Kartalkaya’da 76 kişinin hayatını kaybettiği yangın tartışılmaya devam ediyor.
Cumhurbaşkanı Recep Tayyip Erdoğan, yangının ardından bir günlük yas ilan etti. Gazeteler bugün siyah birinci sayfalarla çıktı.
Hükümete yakınlığıyla bilinen köşe yazarları da yangında ki ihmallere dikkat çekti.
Abdulkadir Selvi:
Acımız büyük. Grand Kartal Oteli’nin mutfak kısmında çıkan yangınla ilgili ihmal ve kusur araştırılıyor. Otelin ahşap olmasının facianın boyutlarını artırdığı söyleniyor. Yangının çıkışı sırasında ve daha sonra ihmal olmasa bu kadar büyük bir facia yaşanır mıydı? O nedenle otel yangını değil ihmal öldürdü diyorum.
Cem Küçük
İnsan hayatının bu kadar ucuz olduğu başka bir ülke yok. Gece 03.37’de başlayan yangına müdahale edilse de ölümlerin önüne geçilemedi.
Otelin yangına karşı söndürme tüpleri yok muydu? Bunun gibi sorulacak çok soru var... İşte dedim ya, "belge varsa yangın çıksa bile bir şey olmaz" anlayışı var... Ülkemizde verilen evrakların hepsi kâğıt parçası. Dağ başında bir otel. Yanında başka oteller de var. O civarda itfaiye ile alakalı bir alan olması gerekmez mi?
66 can gitti. Ama evraklar tamamdı. Evraklar tamam olunca sorunlar bitiyor(!) O evrakların hepsi kâğıt parçası. Yeterlilik belgesi almış. Almış ama yangına müdahale edememiş. Küçük bir itfaiye aracı olsa fena mı olurdu? Türkiye’de iyi giden şey çok ama kötü giden şey de çok... İnsan hayatının değeri mesela sıfır. Hiç önemi yok. Ölen öldüğüyle kalıyor. Tedbir alma yok. Her şey masabaşında iyi…
Melih Altınok
Mevzuat hazretleri zorunlu tutmuyor ama her kış binlerce kişinin geldiği çoğunluğu ahşap otellerden oluşan bir lokasyonda bir araçlık da olsa itfaiye ekibi olmalıydı değil mi?
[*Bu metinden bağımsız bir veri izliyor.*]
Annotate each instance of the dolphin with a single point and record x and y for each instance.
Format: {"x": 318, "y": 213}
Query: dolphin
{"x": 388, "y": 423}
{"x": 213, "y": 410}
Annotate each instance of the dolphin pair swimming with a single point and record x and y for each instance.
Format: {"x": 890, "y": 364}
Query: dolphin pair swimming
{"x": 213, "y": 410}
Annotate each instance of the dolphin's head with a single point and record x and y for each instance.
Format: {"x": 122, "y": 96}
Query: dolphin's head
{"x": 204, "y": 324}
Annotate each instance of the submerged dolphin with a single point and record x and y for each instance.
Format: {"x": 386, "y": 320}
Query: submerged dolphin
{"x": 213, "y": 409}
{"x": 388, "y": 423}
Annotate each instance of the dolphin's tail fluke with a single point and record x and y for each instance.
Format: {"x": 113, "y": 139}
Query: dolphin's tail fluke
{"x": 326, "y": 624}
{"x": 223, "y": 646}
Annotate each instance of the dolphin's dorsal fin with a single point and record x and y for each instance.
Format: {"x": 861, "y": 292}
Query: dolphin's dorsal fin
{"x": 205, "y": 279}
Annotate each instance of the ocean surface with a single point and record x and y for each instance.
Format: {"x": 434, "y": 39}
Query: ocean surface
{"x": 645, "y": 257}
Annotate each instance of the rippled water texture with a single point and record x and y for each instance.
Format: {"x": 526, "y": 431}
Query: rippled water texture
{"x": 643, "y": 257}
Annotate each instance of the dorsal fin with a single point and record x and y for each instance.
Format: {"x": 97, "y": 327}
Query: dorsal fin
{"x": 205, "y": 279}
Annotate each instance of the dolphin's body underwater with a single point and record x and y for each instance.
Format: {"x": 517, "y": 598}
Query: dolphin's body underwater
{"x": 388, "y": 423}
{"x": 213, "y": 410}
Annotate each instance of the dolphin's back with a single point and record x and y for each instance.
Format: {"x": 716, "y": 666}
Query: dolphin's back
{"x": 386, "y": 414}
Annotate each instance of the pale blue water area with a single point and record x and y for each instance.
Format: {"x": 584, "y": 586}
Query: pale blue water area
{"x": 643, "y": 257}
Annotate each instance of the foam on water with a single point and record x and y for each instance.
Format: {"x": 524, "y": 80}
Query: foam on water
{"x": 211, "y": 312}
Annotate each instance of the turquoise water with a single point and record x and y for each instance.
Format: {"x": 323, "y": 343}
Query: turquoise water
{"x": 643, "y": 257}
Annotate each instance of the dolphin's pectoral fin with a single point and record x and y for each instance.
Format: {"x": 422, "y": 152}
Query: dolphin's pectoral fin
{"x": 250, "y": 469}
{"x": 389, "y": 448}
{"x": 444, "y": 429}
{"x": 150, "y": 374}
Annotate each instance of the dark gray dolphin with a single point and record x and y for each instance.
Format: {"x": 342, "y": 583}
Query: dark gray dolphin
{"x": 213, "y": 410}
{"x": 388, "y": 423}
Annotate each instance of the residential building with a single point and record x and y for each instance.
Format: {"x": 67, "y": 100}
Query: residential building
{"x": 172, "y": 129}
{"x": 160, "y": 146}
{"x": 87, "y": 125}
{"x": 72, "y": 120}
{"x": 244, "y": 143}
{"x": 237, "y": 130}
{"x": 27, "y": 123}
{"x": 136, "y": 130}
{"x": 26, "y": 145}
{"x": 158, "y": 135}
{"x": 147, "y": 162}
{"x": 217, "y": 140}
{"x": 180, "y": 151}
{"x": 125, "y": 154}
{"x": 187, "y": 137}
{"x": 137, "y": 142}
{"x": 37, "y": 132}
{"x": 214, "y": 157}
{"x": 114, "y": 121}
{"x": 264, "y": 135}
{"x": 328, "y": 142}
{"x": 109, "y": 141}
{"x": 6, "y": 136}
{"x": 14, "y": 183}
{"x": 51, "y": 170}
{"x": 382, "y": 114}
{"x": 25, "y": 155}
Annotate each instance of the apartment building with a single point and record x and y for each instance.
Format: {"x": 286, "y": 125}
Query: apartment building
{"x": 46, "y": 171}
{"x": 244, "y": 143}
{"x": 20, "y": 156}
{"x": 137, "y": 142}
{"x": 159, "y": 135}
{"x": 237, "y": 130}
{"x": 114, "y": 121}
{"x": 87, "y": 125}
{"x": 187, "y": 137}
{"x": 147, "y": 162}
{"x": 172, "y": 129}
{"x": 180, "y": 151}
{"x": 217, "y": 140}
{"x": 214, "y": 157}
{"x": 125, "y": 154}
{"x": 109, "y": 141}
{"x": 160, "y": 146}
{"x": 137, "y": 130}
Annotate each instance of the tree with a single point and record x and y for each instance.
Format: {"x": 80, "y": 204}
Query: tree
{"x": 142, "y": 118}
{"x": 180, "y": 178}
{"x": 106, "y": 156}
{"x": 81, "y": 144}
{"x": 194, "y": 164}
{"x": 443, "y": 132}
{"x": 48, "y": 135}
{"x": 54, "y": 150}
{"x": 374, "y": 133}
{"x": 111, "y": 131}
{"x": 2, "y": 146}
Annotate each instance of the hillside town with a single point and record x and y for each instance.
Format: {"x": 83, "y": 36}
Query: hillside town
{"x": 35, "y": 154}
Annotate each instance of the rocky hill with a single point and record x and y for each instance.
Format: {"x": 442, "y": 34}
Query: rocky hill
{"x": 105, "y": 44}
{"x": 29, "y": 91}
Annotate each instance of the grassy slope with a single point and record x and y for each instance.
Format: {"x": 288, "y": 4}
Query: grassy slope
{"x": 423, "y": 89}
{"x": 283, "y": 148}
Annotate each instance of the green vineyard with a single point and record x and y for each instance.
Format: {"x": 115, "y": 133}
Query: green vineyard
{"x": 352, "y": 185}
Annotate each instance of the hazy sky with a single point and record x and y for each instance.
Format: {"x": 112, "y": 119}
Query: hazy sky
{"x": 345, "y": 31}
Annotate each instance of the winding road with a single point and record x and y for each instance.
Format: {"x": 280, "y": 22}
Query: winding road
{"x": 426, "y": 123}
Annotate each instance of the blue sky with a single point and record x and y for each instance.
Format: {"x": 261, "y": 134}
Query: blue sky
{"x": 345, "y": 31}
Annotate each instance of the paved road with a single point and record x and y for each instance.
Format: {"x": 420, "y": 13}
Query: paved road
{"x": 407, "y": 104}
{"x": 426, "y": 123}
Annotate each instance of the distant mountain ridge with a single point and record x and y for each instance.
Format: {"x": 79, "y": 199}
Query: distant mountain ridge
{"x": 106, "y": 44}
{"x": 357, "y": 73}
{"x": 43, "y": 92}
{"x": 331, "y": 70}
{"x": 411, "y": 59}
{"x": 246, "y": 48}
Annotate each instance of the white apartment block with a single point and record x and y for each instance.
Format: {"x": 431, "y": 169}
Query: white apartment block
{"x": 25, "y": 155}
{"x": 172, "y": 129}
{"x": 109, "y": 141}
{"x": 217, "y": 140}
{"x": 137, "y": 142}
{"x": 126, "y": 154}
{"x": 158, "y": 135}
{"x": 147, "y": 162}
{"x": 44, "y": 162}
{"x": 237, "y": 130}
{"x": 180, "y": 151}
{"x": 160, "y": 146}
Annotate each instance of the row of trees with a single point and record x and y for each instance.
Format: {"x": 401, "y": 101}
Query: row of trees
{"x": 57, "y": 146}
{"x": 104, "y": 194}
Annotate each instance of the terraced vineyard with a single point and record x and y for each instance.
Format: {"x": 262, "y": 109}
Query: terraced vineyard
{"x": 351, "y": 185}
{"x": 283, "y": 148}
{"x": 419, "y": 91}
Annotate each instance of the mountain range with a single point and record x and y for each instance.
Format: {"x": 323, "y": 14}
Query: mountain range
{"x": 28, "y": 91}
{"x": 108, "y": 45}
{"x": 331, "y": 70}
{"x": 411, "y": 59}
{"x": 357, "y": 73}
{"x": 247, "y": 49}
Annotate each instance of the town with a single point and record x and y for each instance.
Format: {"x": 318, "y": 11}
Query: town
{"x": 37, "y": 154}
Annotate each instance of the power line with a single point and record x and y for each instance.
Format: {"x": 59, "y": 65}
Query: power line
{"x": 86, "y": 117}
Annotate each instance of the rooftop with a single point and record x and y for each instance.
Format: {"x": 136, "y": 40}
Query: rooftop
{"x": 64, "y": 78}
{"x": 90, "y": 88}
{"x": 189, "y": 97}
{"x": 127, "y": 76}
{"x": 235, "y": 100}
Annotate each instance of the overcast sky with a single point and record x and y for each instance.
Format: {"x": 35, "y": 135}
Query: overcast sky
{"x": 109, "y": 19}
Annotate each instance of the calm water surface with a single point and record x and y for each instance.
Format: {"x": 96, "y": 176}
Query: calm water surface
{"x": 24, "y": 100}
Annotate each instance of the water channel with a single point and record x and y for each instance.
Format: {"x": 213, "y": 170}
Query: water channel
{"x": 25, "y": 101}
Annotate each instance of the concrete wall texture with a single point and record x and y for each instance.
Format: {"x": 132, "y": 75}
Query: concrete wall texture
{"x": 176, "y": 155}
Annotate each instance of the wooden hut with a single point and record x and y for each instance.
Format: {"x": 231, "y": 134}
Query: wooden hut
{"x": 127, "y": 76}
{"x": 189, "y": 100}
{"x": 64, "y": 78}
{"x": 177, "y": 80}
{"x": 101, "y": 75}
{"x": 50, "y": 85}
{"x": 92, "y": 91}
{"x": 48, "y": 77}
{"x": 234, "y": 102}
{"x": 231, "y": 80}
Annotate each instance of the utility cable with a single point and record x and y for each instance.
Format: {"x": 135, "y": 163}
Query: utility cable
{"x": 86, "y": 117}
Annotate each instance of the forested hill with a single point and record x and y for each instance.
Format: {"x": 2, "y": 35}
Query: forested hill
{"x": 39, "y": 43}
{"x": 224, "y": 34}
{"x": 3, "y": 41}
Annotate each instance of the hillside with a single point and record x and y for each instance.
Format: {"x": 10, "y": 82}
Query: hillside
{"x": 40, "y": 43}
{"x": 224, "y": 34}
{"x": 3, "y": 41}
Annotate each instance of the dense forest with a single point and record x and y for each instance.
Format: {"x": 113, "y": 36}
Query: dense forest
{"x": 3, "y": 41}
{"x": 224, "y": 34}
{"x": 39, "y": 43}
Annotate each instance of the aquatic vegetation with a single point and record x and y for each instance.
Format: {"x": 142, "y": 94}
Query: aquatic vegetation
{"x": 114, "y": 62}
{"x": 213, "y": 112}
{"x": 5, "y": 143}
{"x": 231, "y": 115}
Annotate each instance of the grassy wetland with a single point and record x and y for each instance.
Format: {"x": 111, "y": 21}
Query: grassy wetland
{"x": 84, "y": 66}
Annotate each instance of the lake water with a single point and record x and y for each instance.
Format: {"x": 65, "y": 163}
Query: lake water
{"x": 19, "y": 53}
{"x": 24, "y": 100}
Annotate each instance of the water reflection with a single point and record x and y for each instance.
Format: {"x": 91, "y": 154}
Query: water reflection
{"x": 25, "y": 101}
Ayrıca gece 03.00'te fark edilen yangından kurtulan tanıkların anlattıklarına göre otelin müdahale sistemi de yetersiz görünüyor.
Ne alarmlar çalmış ne de herhangi bir yangın söndürme sistemi devreye girmiş. İnsanlar birkaç otel çalışanının kapıları çalıp insanları uyandırmaya çalıştığını ancak 238 kişinin bulunduğu otelde pek çok odaya ulaşılamadığını söylüyor. Yangın yalnızca dağ başındaki işletmeler için değil şehirlerimiz için de en büyük tehdit. Unuttuk, medya da üzerinde çok durmadı ama daha geçen yıl Beşiktaş'ta gündüz vakti bir binanın alt katındaki restoranın tadilatı sırasında çıkan yangında 29 işçimizi kaybettik.
Şehirlerimizdeki yaşam standardı ortada. Balık istifi yaşadığımız şehirlerimizde vatandaşın canı, ruhsat bürokrasisinin insafına bırakılamaz. Ruhsat mekanizmasını denetleyecek sivil oluşumlara ihtiyacımız var.
Dilek Güngör
Esasında burada sorun itfaiye raporundan daha çok denetim meselesinde kilitleniyor. Bu konuda, mevzuatta ciddi boşluklar var. Bu da özellikle yangın önleme ve söndürme ekipmanlarının denetiminde sorumluluğu muğlaklaştırıyor.
İşyerlerine açma ve işletme ruhsatı verilmesinden sonra, işletme belediye ekiplerince yeniden denetlenmiyor. Bu denetimler, işçi sağlığı ve iş güvenliği gerekliliklerini kapsamıyor. Dolayısıyla da itfaiye raporunda belirtilen özelliklerin sürüp sürmediğini kimse bilmiyor. İtfaiye yetkililerinin, yıllık periyodik denetimlerde yangın ekipmanlarının, merdivenlerinin yerinde tespit edilerek, kontrol etmesi gerekiyor.